[Manuscript]. [1st Empire]. [Poland]. Collection of copies of letters from a French soldier in Napoleon's army stationed in Danzig. 1811-1814. In-4 (approx. 17.5 x 15 cm.), 83 unnumbered leaves (+ 1 flyleaf), written in ink on r° and v°, very few erasures or corrections, modest period parchment, smooth muted spine (small snags and a stain on the boards).
Precious testimony, almost certainly unpublished, from a French military officer present in Danzig (now Gdansk, Poland) at the time of the fall of the Republic of Danzig founded by Napoleon I, and during the siege led by the Russian and Prussian armies against this place.

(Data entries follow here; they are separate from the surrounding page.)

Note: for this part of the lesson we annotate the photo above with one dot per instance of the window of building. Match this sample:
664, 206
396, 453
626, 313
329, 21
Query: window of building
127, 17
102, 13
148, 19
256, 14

The volume is a collection of copies, almost certainly autographs, of 52 letters addressed by the author to various people between October 17, 1811 and November 11, 1814. He was thus present during the siege, which lasted from January to November 1813, and relates the conditions of his stay and gives many details of the situation.
Handwritten note on a flyleaf: "F. Le Baron", possibly the scribe's name, then "Années 1811-1812-1813-1814".
The first letter written from Danzig is dated May 19, 1812, and addressed to his parents. On the 21st, he announces his entry "into the quarry", without any illusions: "It's done, the die is cast, Mars is calling me and marching under its stars I shall enter a career whose goal is full of glory, but to which I shall perhaps fail as most of our bravest warriors do". No more apt premonition could be imagined.